Zmieniły się czasy, świadomość ludzi i rola psa w społeczeństwie.
Dzisiaj psy uczone są zawijać się w kocyk, przytulać misia, turlać się, albo puszczać nosem bąbelki w misce z wodą.
W ten sposób Zoe stała się ikoną w świecie psich tricków, a Jumpy wystąpił w dziesiątkach reklam, programach rozrywkowych i filmach. 


Pies podróżnik

Znana wszystkim Lassie pokonała kilkaset kilometrów, żeby na długo stać się symbolem książek, filmów i bajek. Jednak teraz wypada dosyć blado w porównaniu z Diuną (o tutaj), która w ubiegłym roku przemierzyła Himalaje, a teraz jest w drodze do Mongolii.
Wizerunek psa w popkulturze ewoluował tak szybko, jak jego możliwości. 


Ekstremalne psy

Są też jeszcze bardziej ekstrawaganckie formy spędzania czasu z psem.
Wiele subkultur i form aktywności otworzyło się na nowych uczestników i wpuściło psy w swoje szeregi.
Pewnie nikogo nie zdziwi pies w kajaku, pływający na SUPie, albo surfujący ze swoim ludzkim towarzyszem. Ale tych dziedzin jest coraz więcej. Z psem można uprawiać parkourwspinaczkę, skoki spadochronowe, taniec, jeździć na desce, nartach, rowerze, hulajnodze i sam-jeszcze-nie-wiem-czym.
A po wysiłku, dla relaksu, doga czyli joga dla psów. 

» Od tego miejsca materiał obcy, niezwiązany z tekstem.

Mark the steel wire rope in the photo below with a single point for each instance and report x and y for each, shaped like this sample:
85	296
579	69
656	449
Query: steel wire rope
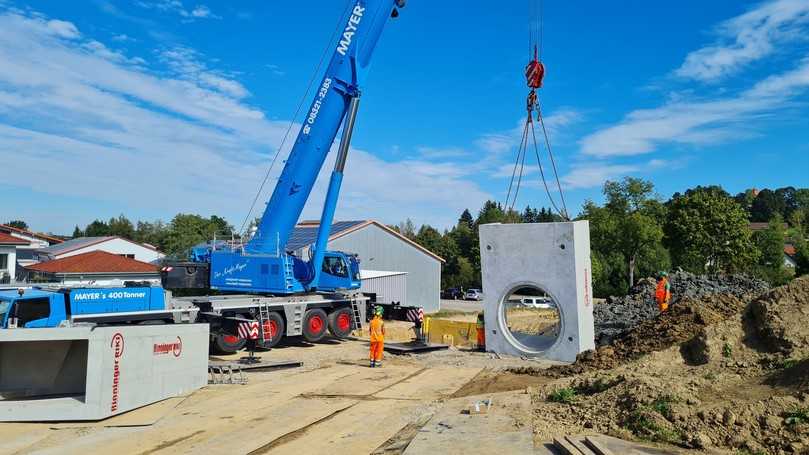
553	161
520	151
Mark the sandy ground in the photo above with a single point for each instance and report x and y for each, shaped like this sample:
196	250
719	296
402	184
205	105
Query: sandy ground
333	404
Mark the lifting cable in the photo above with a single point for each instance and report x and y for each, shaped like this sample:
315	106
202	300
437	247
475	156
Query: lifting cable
340	22
534	73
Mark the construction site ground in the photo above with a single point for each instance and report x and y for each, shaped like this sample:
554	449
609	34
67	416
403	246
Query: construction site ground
721	373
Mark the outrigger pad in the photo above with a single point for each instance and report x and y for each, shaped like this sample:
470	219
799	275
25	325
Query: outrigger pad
413	347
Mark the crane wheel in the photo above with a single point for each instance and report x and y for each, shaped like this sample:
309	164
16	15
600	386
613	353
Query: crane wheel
275	328
315	323
340	322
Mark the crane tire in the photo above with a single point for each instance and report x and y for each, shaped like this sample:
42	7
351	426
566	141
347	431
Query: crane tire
277	329
315	323
227	344
340	322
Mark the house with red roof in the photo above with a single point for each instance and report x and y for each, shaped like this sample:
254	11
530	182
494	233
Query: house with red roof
111	244
93	267
8	256
24	243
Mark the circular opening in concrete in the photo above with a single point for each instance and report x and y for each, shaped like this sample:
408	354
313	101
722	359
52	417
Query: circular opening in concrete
532	318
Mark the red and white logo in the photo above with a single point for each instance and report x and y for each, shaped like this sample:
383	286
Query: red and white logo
176	348
248	330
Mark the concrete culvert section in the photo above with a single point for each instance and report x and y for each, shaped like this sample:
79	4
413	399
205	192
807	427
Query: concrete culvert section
532	318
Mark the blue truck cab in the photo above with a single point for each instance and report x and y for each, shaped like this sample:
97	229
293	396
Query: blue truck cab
36	307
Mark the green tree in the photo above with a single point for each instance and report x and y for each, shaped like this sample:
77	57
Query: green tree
770	242
97	228
466	218
801	257
745	200
430	238
121	227
407	229
634	229
766	205
708	231
153	233
19	224
187	230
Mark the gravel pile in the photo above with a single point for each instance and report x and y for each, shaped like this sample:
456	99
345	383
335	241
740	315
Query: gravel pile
620	314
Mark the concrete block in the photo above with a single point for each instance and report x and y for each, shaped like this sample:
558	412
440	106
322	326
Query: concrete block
554	257
90	373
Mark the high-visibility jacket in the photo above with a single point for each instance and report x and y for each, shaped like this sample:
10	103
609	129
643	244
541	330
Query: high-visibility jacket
663	291
377	329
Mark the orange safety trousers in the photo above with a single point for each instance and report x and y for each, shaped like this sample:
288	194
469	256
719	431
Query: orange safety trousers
377	329
377	348
662	295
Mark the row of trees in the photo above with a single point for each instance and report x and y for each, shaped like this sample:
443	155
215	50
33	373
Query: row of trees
635	233
173	238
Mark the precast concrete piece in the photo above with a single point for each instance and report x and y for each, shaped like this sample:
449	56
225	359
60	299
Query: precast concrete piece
554	257
90	373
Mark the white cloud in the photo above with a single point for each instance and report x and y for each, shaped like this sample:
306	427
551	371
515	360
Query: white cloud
201	11
698	122
97	128
177	7
442	153
187	64
498	143
123	38
63	29
747	38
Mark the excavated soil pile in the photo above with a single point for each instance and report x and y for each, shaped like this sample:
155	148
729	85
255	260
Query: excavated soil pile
735	376
681	324
620	314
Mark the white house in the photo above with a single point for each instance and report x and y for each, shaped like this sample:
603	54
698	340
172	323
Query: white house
25	252
416	276
8	256
110	244
94	267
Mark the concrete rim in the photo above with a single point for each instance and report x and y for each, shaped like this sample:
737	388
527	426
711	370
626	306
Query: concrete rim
503	326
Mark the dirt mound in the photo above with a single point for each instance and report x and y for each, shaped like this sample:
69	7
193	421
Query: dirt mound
780	318
724	372
683	323
620	314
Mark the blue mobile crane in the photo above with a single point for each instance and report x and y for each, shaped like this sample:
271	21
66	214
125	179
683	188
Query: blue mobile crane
263	265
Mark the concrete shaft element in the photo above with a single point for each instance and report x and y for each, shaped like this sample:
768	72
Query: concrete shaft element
84	373
554	257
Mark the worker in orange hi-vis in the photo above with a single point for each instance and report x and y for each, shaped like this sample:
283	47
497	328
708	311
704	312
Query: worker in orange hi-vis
663	292
377	329
481	330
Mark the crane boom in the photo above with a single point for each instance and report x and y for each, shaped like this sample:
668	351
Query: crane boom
340	84
263	265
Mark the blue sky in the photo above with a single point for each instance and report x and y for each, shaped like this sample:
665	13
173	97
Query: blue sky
153	107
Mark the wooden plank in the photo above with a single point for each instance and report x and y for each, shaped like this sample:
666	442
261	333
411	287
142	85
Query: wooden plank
597	447
575	441
567	449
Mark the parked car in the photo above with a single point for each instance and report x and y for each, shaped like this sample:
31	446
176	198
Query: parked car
452	294
544	303
473	294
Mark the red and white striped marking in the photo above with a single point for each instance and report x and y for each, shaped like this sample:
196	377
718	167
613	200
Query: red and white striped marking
248	330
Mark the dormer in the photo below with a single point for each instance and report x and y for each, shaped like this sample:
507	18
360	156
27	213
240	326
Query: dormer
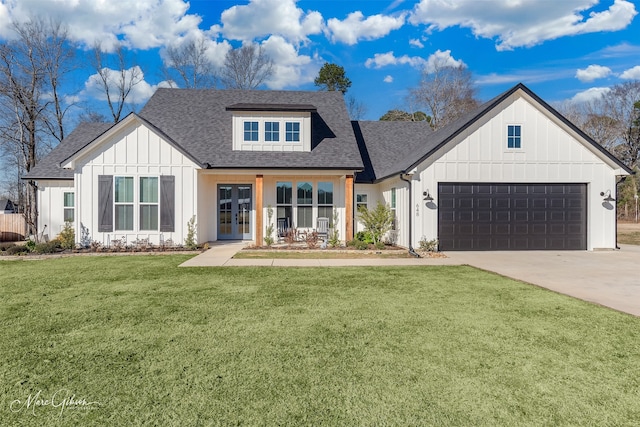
272	127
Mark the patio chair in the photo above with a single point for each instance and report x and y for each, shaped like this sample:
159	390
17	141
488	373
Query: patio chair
323	228
283	227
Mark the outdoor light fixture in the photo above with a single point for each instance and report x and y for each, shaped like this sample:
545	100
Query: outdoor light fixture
607	196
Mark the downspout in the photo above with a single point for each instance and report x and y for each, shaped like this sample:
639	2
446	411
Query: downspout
408	181
622	179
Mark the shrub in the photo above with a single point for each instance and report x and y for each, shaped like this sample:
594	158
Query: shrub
67	236
428	245
47	247
17	250
6	246
190	240
377	221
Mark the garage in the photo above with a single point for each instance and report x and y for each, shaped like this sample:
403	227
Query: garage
497	216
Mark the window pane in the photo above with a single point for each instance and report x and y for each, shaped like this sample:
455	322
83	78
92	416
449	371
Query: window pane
149	189
292	130
149	217
272	131
285	212
305	193
250	131
69	200
305	219
325	193
68	215
283	190
124	189
124	217
326	212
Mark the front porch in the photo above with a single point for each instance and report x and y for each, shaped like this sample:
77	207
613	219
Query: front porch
239	205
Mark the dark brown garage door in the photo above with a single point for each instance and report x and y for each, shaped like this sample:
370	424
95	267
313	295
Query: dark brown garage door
483	217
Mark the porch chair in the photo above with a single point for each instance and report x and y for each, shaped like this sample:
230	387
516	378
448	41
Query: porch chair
323	228
283	226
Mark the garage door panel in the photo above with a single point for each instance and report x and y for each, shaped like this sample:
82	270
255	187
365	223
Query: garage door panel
512	216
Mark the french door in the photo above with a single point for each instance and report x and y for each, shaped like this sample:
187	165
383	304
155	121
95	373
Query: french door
234	212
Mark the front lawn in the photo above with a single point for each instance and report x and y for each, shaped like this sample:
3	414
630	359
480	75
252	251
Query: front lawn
138	341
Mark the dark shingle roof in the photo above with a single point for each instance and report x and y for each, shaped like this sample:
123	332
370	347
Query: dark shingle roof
395	147
198	121
48	168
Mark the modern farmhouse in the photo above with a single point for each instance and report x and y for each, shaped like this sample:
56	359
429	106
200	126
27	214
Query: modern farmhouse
512	175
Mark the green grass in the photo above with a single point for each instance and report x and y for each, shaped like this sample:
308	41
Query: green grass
154	344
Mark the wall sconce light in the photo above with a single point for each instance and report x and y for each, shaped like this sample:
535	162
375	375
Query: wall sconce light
607	196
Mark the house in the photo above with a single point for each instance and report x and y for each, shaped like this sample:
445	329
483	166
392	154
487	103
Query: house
7	206
513	174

My też lubimy wyzwania, dlatego próbujemy różnych psich sportów. W tym roku zaplanowaliśmy m.in. podróż z psem przez Szwecję na rowerach. Pewnie niedługo o tym napiszemy.

Rio jest typowo wodnym stworzeniem, więc w kolejne wakacjesprawdzimy jak to jest pływać na SUPie z psim załogantem. 


Sezon na kundla

Pozytywnym zjawiskiem jest szalejąca ostatnio moda na kundle. Nikt już nie ma wątpliwości, że schroniskowe psiaki są równie dobrymi kompanami, co ich hodowlani koledzy. Coraz więcej osób celowo podkreśla, że ich pies pochodzi z adopcji, żeby przełamać stereotyp „gorszego mieszańca”.
Nazywając psa kundlem (tutaj) stworzony został obraz psa ciekawego, dziarskiego i rezolutnego. A ewentualne problemy wychowawcze nie są sztucznie tuszowane i stanowią wyzwanie dla coraz ambitniejszych właścicieli.

Jedno jest pewne – pies, niezależnie od rasy czy jej braku, jest postacią kultową. 

Psy w naszym środowisku przestały być pociesznymi maskotkami, ukształtowanymi przez człowieka dla jego uciechy. Teraz pies to partner, towarzysz i przyjaciel. 

Psy są wszędzie.

1 komentarz:

  1. No proszę, jaki blog-perełka :-) Będziemy zaglądać.

    A we wpisie do kolekcji brakuje psa w filmie, choć to w sumie banalne. Swego czasu w Hollywood przed galą Oscarową były przyznawane "psie Oscary" - Golden Collar Award.